Wells: Noooo! No, no, no, no! That is a road that leads to a dark place. What if, what would have been, what could be… (Thoughtfully) I’ve been down that road, Herbert, and no one has time for that sort of cliché. (Herbert starts to ugly cry.) There, there… No water… tear ducts… eyeball leaking… shhhhh…

Herbert: (Giggles) Thanks, Aunt Wells.

Wells: Anytime. Now, this clock – Now, wait, no, don’t roll your eyes. Please. At least think about it.

Herbert: Fine.

Wells: Promise?

Herbert: (Exasperated) Yes!

Wells: One day, about an hour from now, I’m going to say I told you so.

Herbert: I still have questions, though! Where are you going?

Wells: I’m going to invest in some tea bags, and then I’m going home! (She exits)

Herbert: This is your house!

***SCENE***

***Herbert Tests the Clock***

(Int. Herbert’s bedroom. She’s getting ready for school. The clock lays on the bed.)

Father: (pokes his head through the door) Are you coming down for breakfast, Herby?

Herbert: In a second dad.

Father: Are you sure you’re feeling up to it today?

Herbert: Best to just rip off the band-aid right?

Father: Why don’t you go over to Max’s after school? (Doorbell rings) Oh, that’ll be the milkman, I expect. (Father Exits)

(Herbert packs her things into her school bag. Combs her hair one last time. Looks at herself in the mirror. Sighs.)

Herbert: Fine.

(She sits on the bed and looks at the clock. After a moment she picks it up. She turns the knob just a little. Waits for a second. Looks around her room. Nothing changes. She throws the clock back onto the bed.)

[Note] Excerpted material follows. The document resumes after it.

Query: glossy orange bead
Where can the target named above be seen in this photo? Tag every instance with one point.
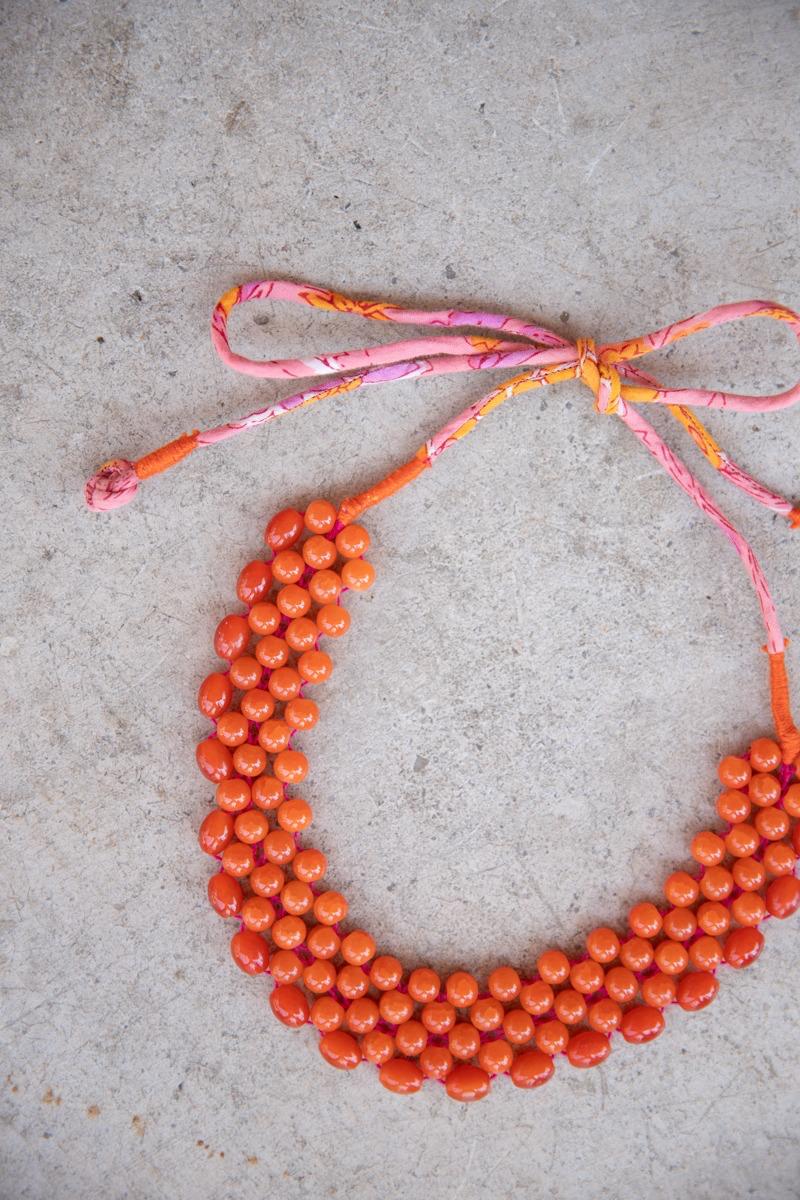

Herbert: Might as well eat it, then.

(She gets up, gathers her things. Just as she’s about to reach for the door, her dad pokes his head in.)

Father: Are you coming down for breakfast, Herby?

Herbert: I was just on my way.

Father: Are you sure you’re feeling up to it today?

Herbert: I’m sure dad, you don’t have to keep asking.

Father: Why don’t you go over to Max’s after school? (Doorbell rings) Oh, that’ll be the milkman, I expect. (Father Exits)

Herbert: (confused) He probably just forgot something, that’s all.

(While looking out the door she takes a step back to her bed, reaches for the clock, puts it in her bag.)